How do you train yourself to move faster, for longer periods of time without needing to rest? The answer is proper scaling, pacing and interval training. Let's look at an example WOD and discuss how each of these types of athletes could use it to improve on their weakness.

Next Tuesday we'll be doing 5 sets for distance of 1:00 fast pace, 2:00 recovery pace. The athlete who is better in the first 2 pathways is likely going to love this type of workout because it's what they normally do, short quick bursts of effort followed by a rest. The key for this athlete is to bring down their "fast" speed and increase their "recovery" speed to help train them to clear the lactic acid better. This athlete needs work on steady movement more than fast burst and slower recovery. This athlete also would benefit from choosing lighter weights and easier gymnastics scalings to do bigger sets and taking less rests in classic CrossFit workouts. Your ability to continue to move under heavy loads and fatigue is predicated on your ability to clear lactic acid from your muscles and you need a strong heart and lungs to do that! By slowing down the top end speed, and increasing the "recovery" speed, this athlete will push their baseline capacity up which will help them hold a faster pace for longer periods of time.

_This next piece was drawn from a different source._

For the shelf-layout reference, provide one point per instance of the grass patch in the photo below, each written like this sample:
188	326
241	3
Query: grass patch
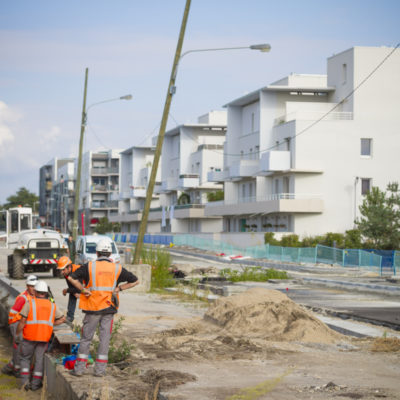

The other athlete, needs the opposite. By pushing the top end pace higher, they are getting into the phosphocreatine and glycolytic pathways. This increases their lactate threshold by teaching their body how to produce more lactate and use those energy systems better. This teaches their body to move at maximum speed and intensity, which will help them with lifting heavier weights and having a higher top end speed overall. This athlete should slow dramatically down during the recovery phase to allow a full recovery from the increased lactic acid to push harder for the full minute. By upping their tolerance for a faster top end speed, they too will be helping themselves hold a faster pace for the full 20 minutes once we test again. This athlete could also benefit from choosing heavier weights that force them to slow down a bit and take slightly longer breaks, and coming to more heavy days to increase their top end power output.

Progress Takes Time

Like anything else, you won't see a dramatic improvement after one workout. This will take months of conscious effort but you should notice slight improvements bit by bit. Over the coming weeks we will continue to work these types of intervals in various times and duration of efforts to slowly move the needle of our lactate threshold which will allow us to hold a slightly faster pace and improve our distance when we do it again at the end of June! Use the information you learn about yourself through this process though going forward to really see significant changes in the months to come!